Are your cabinets stocked with name-brand or generic drugs? Here are five common myths about generic drugs dispelled with facts from the FDA.
If your medicine cabinet is full of generic drugs, it’s likely because you’ve noticed that they tend to be the less expensive choice compared to name-brand versions. Don’t forget that the brand usually has an “exclusive right” to manufacture and sell the drug for a specific period of time, under the U.S. patent system. However, once the patent period has expired, generic drug makers may enter the market and sell the same drug. This patent system seeks to reward innovation by giving the brand-name inventor/producer an exclusive period of time to recover its initial investment in researching and developing the drug, while balancing the needs of the public for reasonably-priced drugs.
Generic drug makers bring price competition to the drug market, but some patients prefer brand-name drugs to generics. Let’s look at five myths connected to generics, and then compare those myths with the facts offered by the U.S. Food and Drug Administration, which regulates the nation’s drug industry.
Myth #1: The active ingredients in generics are different from brand-name drugs, and generics go through a less stringent FDA approval process.
Fact: According to the FDA, “[G]eneric drugs are required to have the same active ingredient, strength, dosage form and route of administration as the brand-name product,” and the FDA approval process doesn’t change depending on whether the drug in question is a generic or a brand-name drug.
Myth #2: Generics somehow work differently in the human body as brand-name drugs.
Fact: The FDA requires the generic to prove “bioequivalency” with the brand-name drug, meaning it works on the body in the same way. For example, the generic producer must be able to prove, using a blood test, that the amount of the drug in a patient’s bloodstream is the same as the branded drug. “If the levels of the drug in the bloodstream are the same as the levels found when the brand-name product is used,” notes the FDA, “the generic drug will work the same.”

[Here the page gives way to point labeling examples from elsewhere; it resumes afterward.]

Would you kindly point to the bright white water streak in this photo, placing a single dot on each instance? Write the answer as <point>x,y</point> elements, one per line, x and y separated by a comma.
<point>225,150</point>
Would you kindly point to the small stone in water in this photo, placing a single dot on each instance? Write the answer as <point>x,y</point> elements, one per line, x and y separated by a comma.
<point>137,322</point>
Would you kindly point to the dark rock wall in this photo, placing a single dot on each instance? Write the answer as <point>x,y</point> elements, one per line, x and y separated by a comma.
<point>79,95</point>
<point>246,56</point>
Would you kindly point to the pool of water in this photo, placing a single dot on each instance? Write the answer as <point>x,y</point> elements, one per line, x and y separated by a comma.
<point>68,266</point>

In fact, a study published in the Journal of the American Medical Association, called “Clinical equivalence of generic and brand-name drugs used in cardiovascular disease: a systematic review and meta-analysis,” compared generic and brand-name drugs used against cardiovascular disease, finding zero evidence “that brand-name heart drugs worked any better than generic heart drugs,” notes the FDA website.
Myth #3: The standards for quality in the manufacturing of brand-name drugs are somehow higher than quality standards for the production of generics.
Fact: All generic drug producers are required to follow the same quality standards for making, testing and packaging their drugs as the brand-name drug manufacturers. In fact, many generic drugs are produced in exactly the same factory, following the same standards, as branded drugs.
Myth #4: The differences in price between the generic and brand-name drugs are slight, so you might as well play it safe and buy the brand name.
Fact: As shown above, the active ingredients are the same, and the standards for production quality are the same. What’s the major difference? The FDA notes that the generic drug price averages 80 to 85 percent less than the brand-name price.
Myth #5: Generic drug makers can sell at a vastly lower price because their quality is less.
Fact: The reason generic producers can sell at a lower price is simple: They don’t need to recover any initial investment in research and development, or expensive clinical trials, nor do they launch multimillion-dollar television commercials and marketing campaigns, as the branded drug producers typically do. The generic producers can pass these cost savings on to patients.
Generic drugs save the U.S. economy billions of dollars per week, according to the FDA. As the cost of healthcare continues to soar above the rate of inflation, generics are a rare source of healthcare savings. As the above list shows, there’s no difference in the effectiveness or quality manufacturing standards between generics and brand-name drugs. Indeed, they are both often produced in the exact same production plant under exactly the same conditions. While you may not feel any difference in your body, you can certainly feel it in your pocket.